Das Flüchtlingsunglück vor Lampedusa als Thema bei einer Veranstaltung in der Haslacher Stadtbücherei

Von Nicola Schwannauer

Haslach. Ist es möglich, eine Tragödie in Worte zu fassen? Eine szenische Lesung versucht dies mit dem Flüchtlingsunglück vor der italienischen Mittelmeerinsel Lampedusa im Oktober 2013, bei dem die Hoffnung von 366 afrikanischen Bootsflüchtlingen auf ein Leben in Europa im Tod endete.

Diese Lesung wurde jetzt in der Stadtbücherei vorgetragen.
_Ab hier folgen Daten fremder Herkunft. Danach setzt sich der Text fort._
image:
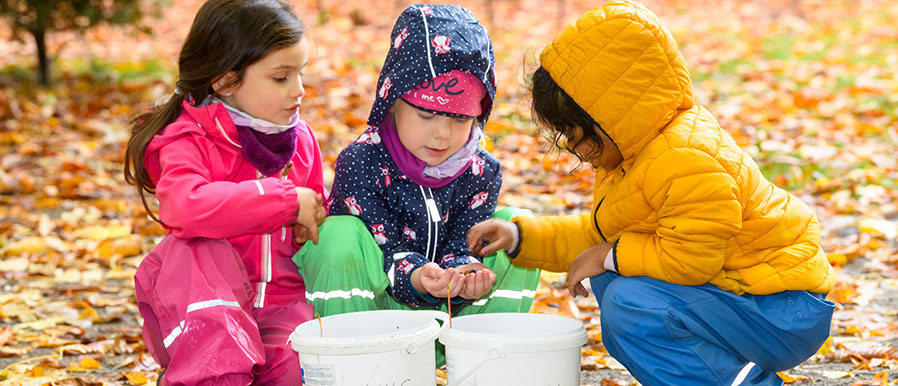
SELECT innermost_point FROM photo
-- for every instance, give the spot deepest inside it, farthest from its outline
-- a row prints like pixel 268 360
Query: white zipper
pixel 433 217
pixel 432 207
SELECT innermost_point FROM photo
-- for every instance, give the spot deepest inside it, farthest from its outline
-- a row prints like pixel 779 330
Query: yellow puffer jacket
pixel 687 205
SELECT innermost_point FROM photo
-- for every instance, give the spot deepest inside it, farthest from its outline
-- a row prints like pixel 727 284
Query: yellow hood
pixel 623 67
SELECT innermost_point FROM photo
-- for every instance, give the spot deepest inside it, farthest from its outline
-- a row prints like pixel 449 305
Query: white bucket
pixel 392 347
pixel 513 349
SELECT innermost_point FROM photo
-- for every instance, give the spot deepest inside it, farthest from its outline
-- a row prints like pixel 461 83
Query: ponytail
pixel 227 36
pixel 144 128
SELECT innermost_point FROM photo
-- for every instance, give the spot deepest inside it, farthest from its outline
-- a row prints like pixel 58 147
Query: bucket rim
pixel 366 344
pixel 575 336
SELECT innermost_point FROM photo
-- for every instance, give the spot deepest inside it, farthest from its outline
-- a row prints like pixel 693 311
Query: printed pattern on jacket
pixel 410 231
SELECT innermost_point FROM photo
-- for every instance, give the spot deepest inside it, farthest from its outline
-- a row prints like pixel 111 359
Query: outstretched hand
pixel 588 264
pixel 478 280
pixel 492 235
pixel 310 217
pixel 432 279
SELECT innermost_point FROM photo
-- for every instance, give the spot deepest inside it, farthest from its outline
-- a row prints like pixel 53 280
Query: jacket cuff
pixel 517 247
pixel 291 201
pixel 611 258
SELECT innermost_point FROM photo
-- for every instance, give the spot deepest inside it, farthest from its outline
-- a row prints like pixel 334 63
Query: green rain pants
pixel 344 272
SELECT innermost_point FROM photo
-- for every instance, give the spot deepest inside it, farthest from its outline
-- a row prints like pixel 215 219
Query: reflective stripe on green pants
pixel 344 272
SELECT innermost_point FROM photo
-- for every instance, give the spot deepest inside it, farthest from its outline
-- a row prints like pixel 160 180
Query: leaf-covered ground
pixel 809 88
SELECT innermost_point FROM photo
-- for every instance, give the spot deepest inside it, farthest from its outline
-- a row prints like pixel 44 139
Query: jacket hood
pixel 196 121
pixel 622 67
pixel 431 40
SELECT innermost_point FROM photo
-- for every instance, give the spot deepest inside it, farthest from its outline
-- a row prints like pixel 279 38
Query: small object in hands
pixel 449 304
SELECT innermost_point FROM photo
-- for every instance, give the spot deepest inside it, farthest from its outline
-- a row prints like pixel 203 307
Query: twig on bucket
pixel 449 304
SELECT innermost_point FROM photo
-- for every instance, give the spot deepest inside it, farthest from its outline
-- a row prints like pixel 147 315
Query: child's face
pixel 272 87
pixel 430 137
pixel 609 158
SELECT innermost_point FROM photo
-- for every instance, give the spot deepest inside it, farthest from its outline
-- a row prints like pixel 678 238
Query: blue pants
pixel 669 334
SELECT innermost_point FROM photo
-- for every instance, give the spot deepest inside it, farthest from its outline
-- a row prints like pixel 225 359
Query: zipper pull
pixel 432 208
pixel 286 170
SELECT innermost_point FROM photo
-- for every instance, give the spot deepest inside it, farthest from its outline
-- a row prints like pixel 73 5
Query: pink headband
pixel 455 92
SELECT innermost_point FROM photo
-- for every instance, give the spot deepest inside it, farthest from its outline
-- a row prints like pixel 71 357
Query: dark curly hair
pixel 559 116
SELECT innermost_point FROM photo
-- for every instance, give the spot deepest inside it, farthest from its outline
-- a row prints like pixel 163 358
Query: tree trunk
pixel 43 62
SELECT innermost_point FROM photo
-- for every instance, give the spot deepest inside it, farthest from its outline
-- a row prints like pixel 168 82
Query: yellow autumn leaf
pixel 791 378
pixel 27 245
pixel 99 232
pixel 878 226
pixel 826 347
pixel 136 378
pixel 90 363
pixel 837 258
pixel 37 371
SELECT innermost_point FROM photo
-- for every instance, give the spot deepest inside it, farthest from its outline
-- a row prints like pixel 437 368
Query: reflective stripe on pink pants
pixel 196 301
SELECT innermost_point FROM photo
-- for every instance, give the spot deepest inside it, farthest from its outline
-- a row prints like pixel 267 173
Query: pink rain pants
pixel 199 321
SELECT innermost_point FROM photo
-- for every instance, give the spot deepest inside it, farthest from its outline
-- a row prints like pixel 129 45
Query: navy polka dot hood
pixel 415 224
pixel 431 40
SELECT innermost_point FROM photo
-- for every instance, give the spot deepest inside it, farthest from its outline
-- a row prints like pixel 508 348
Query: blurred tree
pixel 39 17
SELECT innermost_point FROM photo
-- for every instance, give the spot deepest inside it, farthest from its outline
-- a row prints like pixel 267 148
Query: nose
pixel 441 132
pixel 298 90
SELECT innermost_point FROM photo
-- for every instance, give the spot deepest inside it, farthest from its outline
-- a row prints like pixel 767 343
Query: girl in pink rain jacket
pixel 238 177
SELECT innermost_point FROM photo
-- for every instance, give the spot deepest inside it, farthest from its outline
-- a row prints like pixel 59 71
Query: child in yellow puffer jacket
pixel 705 272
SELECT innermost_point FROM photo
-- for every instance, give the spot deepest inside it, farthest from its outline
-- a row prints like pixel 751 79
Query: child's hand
pixel 301 234
pixel 311 213
pixel 590 263
pixel 500 234
pixel 432 279
pixel 478 280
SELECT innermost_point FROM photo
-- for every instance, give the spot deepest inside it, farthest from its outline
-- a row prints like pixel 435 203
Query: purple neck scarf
pixel 268 153
pixel 414 168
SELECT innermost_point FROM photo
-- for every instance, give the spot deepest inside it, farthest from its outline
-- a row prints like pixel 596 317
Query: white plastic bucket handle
pixel 412 347
pixel 492 353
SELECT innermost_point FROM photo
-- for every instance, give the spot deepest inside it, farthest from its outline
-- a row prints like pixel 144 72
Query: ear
pixel 225 83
Der Caritasverband Kinzigtal, das Mehrgenerationenhaus, der Eine-Welt-Laden und die Stadtbücherei taten sich als Veranstalter des Abends zusammen – präsentiert wurde das Werk einer Hannoveraner Projektgruppe von Mitarbeitern der Caritas und des Weltladens.

Die Überlebenden lieferten den Stoff für den Text, ihre Berichte – Zitate, Dialoge und Bruchstücke – bildeten die Grundlage. Berichtet wurde von der Hoffnung, den Mühen und dem finanziellen Desaster, dem Flüchtlinge ausgeliefert sind, von ihrer Abhängigkeit von kriminellen Schleppern und ihrer lebensbedrohlichen Odyssee, die oft jede Orientierung nimmt und , wie vor Lampedusa, mit einer Tragödie enden kann. "Wir waren 500 auf einem Fischerboot", "Wir haben unser letztes Geld zusammengekratzt und 4800 Dollar einem Eremias gegeben", "die Schlepper taten alles, um ihren Profit zu maximieren" – so reihte sich Zitat an Zitat.

Bruchstücke fügen sich zu einem Protokoll

Mit der Zeit fügten die Bruchstücke sich zu einem minutiösen Protokoll der Ereignisse auf dem überladenen Fischerboot aneinander. Bilder und Musik untermalten den Fortgang des Dramas: EinFeuer bricht aus, die Flammen zerstören das Boot, "wir sprangen ins Wasser, um dem Tod zu entgehen, viele verbrannten".

Einzelschicksale von Unglück, Tod und auch Rettung, von Hoffnung und Hoffnungslosigkeit - die rund 50 Zuhörerinnen und Zuhörer in der Stadtbücherei hörten der rund einstündigen Lesung still zu. Nach dem Ende erstand erst eine kurze Pause, dann bedankte sich Dorothea Brust-Etzel im Namen der Caritas: "Das war hart."

Lampedusa, die Kanincheninsel, steht stellvertretend für ein Beispiel dafür, wie Hoffnung im Elend enden kann: Für die Wolfacher CDU-Bundestagsabgeordnete Kordula Kovac war der Abend Anlass, über ihre eigene Erfahrung mit den Nöten der Flüchtlinge und den Herausforderungen für die Ankunftsländer zu berichten.

Sie selbst war im Sommer diesen Jahres in Italien, um sich vor Ort ein Bild von der Not der Flüchtlinge zu machen. Kovac wies auf die Not minderjähriger Flüchtlinge auf Sizilien hin: "Was haben die für eine Perspektive?"

Allein auf Sizilien gebe es 134 Aufnahmestellen für Flüchtlinge aus den afrikanischen Ländern – die meisten sind Männer, Frauen stellen nur zehn Prozent von ihnen. "Da werden Familien von Schleppern erpresst, dafür hat man keine Worte."

Einem jungen Mann aus Syrien ist die Flucht gelungen – er gelangte per Boot über Lampedusa nach Europa und lebt mit seiner Familie in Wolfach. "Danke", sagte er an dem Abend zum Publikum, "danke".

Gelesen haben Margarete Kopf, Martin Oechsle, Gerd Lück, Gerhard Schrempp, Mechthilde Neumaier und Sven Feuser.